In my hometown of Dover there are regular calls for a levy to be imposed on every vehicle and passenger passing through the port.  This would be in addition to existing port dues and the central government imposed HGV levy (not quite the same thing).  Basically, the port as a profitable enterprise is seen as a source of additional income for councils – to be “milked”.  I wonder, should things go wrong and the port ever make a loss, if they would be prepared to reciprocate? – I doubt it.
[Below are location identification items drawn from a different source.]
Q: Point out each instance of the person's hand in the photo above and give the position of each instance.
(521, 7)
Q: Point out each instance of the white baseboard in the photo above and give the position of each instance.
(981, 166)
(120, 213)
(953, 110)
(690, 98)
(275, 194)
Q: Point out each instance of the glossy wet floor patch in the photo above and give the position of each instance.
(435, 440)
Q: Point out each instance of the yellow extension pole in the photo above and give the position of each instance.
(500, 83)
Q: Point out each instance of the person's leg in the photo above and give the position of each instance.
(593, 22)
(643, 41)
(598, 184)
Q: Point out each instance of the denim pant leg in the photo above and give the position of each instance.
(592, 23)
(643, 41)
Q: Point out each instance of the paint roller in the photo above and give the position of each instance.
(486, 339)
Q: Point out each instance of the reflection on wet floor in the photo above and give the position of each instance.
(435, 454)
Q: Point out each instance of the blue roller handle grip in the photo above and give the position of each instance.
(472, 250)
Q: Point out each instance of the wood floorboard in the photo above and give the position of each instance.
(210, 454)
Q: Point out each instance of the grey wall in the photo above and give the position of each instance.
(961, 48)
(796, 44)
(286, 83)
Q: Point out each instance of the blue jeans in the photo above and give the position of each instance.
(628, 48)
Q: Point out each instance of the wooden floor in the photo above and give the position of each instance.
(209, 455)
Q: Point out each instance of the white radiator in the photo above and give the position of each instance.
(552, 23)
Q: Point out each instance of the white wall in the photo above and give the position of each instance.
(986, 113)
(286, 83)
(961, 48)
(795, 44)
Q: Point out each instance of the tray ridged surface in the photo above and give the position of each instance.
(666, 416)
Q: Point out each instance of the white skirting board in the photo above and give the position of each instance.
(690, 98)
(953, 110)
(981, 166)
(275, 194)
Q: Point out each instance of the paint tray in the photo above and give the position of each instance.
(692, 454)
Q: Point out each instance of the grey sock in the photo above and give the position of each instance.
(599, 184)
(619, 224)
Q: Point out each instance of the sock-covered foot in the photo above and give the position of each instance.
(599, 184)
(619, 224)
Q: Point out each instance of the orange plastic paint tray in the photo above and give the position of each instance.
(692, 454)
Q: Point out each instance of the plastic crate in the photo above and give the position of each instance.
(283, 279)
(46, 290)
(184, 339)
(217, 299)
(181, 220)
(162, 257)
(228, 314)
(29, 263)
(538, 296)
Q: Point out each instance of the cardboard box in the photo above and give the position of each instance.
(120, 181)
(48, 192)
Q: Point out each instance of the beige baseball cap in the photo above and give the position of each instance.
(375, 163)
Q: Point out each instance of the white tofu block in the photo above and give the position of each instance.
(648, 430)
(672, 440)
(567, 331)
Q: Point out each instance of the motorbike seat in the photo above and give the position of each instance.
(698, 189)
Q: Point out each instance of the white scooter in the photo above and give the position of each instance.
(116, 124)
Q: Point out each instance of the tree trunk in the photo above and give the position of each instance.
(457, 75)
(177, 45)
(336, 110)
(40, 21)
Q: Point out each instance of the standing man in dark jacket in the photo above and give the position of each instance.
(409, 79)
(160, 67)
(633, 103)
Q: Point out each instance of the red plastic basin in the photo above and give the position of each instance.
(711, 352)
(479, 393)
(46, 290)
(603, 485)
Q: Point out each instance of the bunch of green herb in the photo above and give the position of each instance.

News has recently come from the city of Oxford that not one but two arbitrary levies are being proposed.  The first is a £1 charge on every hotel bed in the city.  Hoteliers fear for the wellbeing of Oxford’s tourism.  The second is to follow Nottingham’s example and impose a levy on workplace parking spaces – referred to by some as a “tax on going to work”.

This trend needs watching, lest our councils turn into latter-day Sheriffs of Nottingham.
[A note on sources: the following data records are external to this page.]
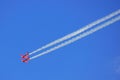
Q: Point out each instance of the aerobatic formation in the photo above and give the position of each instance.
(74, 36)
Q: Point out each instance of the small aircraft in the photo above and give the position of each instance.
(25, 58)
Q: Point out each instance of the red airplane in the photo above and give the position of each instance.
(25, 57)
(25, 60)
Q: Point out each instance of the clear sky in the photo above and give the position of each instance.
(26, 25)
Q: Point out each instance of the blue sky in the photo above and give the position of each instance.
(26, 25)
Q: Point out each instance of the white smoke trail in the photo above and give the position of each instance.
(78, 31)
(78, 37)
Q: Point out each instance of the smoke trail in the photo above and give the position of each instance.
(78, 37)
(78, 31)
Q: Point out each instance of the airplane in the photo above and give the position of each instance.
(25, 58)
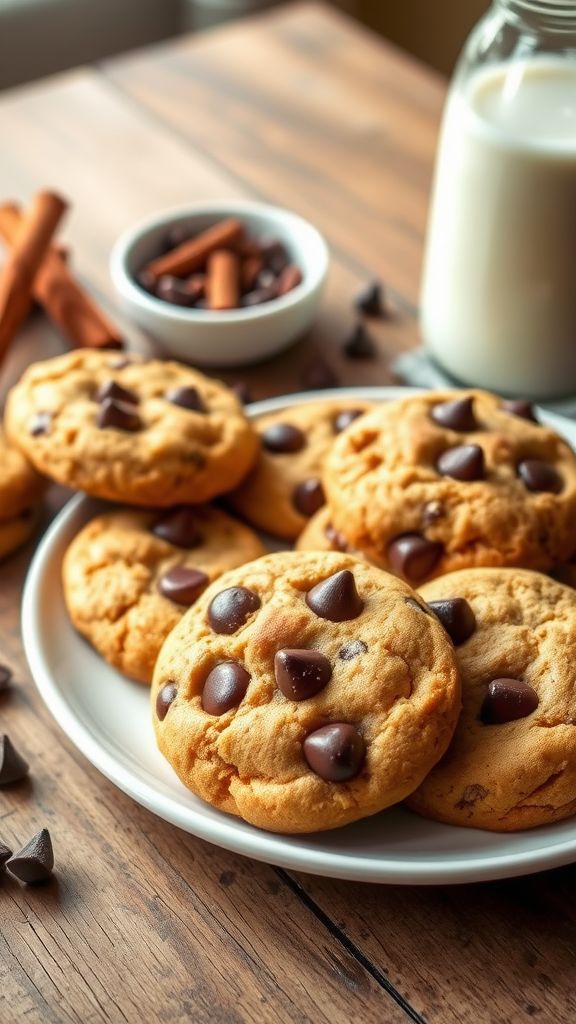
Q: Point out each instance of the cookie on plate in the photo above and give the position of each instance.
(284, 489)
(511, 764)
(21, 488)
(441, 481)
(146, 432)
(305, 690)
(129, 576)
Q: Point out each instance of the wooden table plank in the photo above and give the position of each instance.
(314, 112)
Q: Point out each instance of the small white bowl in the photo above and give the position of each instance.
(231, 337)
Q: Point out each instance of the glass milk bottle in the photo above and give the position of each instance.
(498, 302)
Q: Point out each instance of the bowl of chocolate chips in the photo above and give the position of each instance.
(221, 284)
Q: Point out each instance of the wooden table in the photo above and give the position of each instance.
(146, 923)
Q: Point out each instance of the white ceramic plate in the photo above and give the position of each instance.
(107, 717)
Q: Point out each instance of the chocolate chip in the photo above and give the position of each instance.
(174, 291)
(12, 766)
(506, 700)
(230, 609)
(40, 424)
(359, 344)
(187, 397)
(346, 417)
(462, 463)
(336, 598)
(35, 861)
(242, 392)
(224, 687)
(336, 539)
(300, 674)
(456, 616)
(5, 677)
(318, 375)
(182, 585)
(113, 390)
(178, 527)
(370, 300)
(353, 649)
(522, 408)
(283, 437)
(164, 699)
(309, 497)
(457, 415)
(537, 475)
(413, 557)
(335, 752)
(118, 415)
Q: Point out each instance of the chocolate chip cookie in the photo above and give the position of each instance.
(129, 576)
(305, 690)
(511, 764)
(21, 488)
(441, 481)
(146, 432)
(284, 489)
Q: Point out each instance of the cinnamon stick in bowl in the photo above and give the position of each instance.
(70, 308)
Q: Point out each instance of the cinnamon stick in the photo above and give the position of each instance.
(16, 276)
(71, 310)
(222, 280)
(192, 255)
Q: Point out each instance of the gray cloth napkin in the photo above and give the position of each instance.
(418, 369)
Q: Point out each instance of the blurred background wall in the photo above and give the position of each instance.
(39, 37)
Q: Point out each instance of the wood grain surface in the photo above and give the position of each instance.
(144, 923)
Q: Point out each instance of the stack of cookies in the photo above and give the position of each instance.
(305, 689)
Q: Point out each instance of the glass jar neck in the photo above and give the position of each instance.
(543, 15)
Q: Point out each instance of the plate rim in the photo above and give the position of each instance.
(262, 846)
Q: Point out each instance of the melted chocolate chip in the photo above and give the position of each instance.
(359, 344)
(186, 397)
(309, 497)
(353, 649)
(300, 674)
(336, 598)
(224, 687)
(12, 766)
(230, 609)
(336, 539)
(462, 463)
(537, 475)
(178, 527)
(413, 557)
(40, 424)
(344, 419)
(35, 861)
(519, 407)
(370, 300)
(335, 752)
(182, 585)
(456, 415)
(456, 616)
(113, 390)
(283, 437)
(506, 700)
(5, 677)
(164, 699)
(118, 416)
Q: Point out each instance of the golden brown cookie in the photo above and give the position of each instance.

In Canterbury, there is a slightly different situation (part 2).  City councillors and some traders (mainly small independent ones) have clashed over the city’s Business Improvement District (BID).  The Canterbury Independent Traders’ Alliance (CITA) claim the changes the BID had made in the months since being created were “superficial” and had “not increased footfall in the city centre”.  The BID say they will do more and need to be given a chance.  They also say the scheme was set up after a democratic vote of traders and those who object must accept democracy and pay up.  The BID in Canterbury charges businesses in the city centre an additional 1.5 per cent business rate (worth a total of about £500,000 a year) in exchange for a range of services to make the area more attractive, such as floral displays and extra street cleaning.  The most visible of these so far have been the city’s Christmas lights, cancelled in 2013 due to a lack of funding but brought back in 2014 thanks to BID money.  But some traders, in side streets left with sparse or no lights, are unhappy and regard it as simply another tax on businesses. A number of traders have, however, spoken in favour of BID.
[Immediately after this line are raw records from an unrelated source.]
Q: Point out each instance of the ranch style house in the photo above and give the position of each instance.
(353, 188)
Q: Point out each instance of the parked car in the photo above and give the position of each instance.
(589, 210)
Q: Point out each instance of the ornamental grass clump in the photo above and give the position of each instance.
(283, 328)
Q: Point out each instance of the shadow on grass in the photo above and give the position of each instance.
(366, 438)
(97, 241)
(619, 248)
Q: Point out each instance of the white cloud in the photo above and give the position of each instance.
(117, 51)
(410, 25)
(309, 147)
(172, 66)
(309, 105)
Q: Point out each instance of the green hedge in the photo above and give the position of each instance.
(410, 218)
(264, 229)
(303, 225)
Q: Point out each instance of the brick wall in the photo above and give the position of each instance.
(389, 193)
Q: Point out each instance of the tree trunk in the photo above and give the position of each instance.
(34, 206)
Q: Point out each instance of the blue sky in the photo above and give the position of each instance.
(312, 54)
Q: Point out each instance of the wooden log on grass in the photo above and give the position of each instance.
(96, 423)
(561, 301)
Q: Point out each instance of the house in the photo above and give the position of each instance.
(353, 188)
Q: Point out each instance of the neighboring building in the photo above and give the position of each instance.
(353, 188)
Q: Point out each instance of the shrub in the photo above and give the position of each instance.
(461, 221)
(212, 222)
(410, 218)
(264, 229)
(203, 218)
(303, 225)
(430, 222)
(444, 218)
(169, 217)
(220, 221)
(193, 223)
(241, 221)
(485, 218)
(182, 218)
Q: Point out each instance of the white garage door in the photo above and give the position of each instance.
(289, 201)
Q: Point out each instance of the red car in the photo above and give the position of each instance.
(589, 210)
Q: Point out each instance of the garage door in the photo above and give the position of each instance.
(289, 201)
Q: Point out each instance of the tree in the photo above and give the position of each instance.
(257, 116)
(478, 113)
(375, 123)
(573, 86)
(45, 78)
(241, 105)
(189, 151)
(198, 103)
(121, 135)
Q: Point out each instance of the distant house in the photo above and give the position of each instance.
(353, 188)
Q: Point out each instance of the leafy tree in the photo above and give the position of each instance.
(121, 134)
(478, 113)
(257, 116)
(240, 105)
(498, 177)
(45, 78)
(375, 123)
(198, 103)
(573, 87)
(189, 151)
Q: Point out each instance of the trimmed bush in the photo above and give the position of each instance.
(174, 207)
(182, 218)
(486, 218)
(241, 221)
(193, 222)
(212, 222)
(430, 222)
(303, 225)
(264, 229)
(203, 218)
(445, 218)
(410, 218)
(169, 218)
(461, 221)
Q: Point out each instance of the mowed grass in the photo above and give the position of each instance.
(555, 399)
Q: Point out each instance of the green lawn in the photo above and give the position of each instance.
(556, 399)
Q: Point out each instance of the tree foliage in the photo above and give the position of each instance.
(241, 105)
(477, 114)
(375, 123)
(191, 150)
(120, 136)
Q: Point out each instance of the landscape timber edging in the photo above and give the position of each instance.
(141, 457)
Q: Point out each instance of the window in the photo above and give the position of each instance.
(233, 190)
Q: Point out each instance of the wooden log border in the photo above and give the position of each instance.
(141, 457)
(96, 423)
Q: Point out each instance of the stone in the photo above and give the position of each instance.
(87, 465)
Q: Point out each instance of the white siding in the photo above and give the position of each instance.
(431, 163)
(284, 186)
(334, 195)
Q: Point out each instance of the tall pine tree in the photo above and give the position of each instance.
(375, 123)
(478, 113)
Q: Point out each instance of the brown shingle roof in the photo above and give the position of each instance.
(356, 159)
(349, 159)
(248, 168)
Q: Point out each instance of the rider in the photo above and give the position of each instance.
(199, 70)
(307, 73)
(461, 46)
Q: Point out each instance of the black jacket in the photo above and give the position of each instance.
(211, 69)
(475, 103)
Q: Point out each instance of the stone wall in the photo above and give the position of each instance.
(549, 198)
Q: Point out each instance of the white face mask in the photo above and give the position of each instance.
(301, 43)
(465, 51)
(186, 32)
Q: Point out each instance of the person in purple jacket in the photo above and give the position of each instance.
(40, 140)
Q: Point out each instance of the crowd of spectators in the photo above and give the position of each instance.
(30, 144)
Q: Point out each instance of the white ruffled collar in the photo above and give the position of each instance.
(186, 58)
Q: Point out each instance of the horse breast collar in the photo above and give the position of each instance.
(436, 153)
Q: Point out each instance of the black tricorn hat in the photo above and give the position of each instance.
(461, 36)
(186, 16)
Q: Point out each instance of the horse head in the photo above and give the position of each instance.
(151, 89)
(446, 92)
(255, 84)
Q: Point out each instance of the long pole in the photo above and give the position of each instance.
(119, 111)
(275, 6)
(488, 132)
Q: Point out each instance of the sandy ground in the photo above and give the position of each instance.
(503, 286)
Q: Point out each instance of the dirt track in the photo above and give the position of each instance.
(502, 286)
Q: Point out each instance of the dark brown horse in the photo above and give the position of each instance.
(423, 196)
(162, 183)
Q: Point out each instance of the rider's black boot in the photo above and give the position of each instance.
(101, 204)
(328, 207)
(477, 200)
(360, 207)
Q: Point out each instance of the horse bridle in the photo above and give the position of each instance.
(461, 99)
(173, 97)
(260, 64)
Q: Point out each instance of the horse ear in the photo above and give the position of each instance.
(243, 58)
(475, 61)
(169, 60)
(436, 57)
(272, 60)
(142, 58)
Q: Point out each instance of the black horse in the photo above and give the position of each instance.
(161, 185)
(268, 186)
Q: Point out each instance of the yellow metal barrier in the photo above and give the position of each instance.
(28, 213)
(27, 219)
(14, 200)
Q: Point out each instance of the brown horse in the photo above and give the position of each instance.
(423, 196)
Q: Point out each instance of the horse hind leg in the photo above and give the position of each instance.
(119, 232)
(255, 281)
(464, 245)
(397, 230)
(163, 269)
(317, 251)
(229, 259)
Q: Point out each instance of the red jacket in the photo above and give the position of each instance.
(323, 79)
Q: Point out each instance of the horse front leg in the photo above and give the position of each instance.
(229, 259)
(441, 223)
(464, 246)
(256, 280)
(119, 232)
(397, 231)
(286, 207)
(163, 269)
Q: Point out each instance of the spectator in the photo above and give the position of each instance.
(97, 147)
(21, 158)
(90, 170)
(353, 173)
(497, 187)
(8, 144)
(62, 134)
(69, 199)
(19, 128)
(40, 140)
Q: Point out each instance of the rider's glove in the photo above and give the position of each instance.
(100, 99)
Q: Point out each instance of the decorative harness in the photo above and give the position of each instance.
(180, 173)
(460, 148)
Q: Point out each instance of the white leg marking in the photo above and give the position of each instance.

The Canterbury scheme requires payment up front with little opportunity to pay by instalment. The mandatory payment was introduced in October following a vote among traders. After a two-year consultation the turnout was 54 per cent (of 704 eligible) out of which 64 per cent voted in favour, a minority of the overall total.  CITA claim that many non-voters didn’t want to know, not realising the levy would be mandatory on all.  Matters came to a head in January when 50 non-payers were issued with court summonses, which means feelings are running high.  According to independent trader Debbie Barwick of CITA, interviewed by myself for this article, they intend to push for staggered payments, but a hard core of 4 are refusing to pay and prepared to go to court.

The BID scheme runs for 5 years, when there will be another vote.  Their Chief Executive and 2 staff take £100,000 a year (about 20 per cent) in wages.  They promise to spend on four core areas of improvement: promoting Canterbury as a “brand” through targeted marketing and investing in events and festivals; making the city a “superb destination” removing graffiti and providing uniformed ambassadors to greet visitors; promoting as a centre for business; setting up working groups to provide a collective voice between businesses and other bodies.

There are BID schemes working in other cities, most successfully – though there are other groups against them.  If businesses want to voluntarily chip in to improve the looks of their places, that’s great, and nobody’s business but theirs.  When it becomes new taxation – mandatory on everyone, with people being taken to court, it’s another matter.  We need to proceed with caution.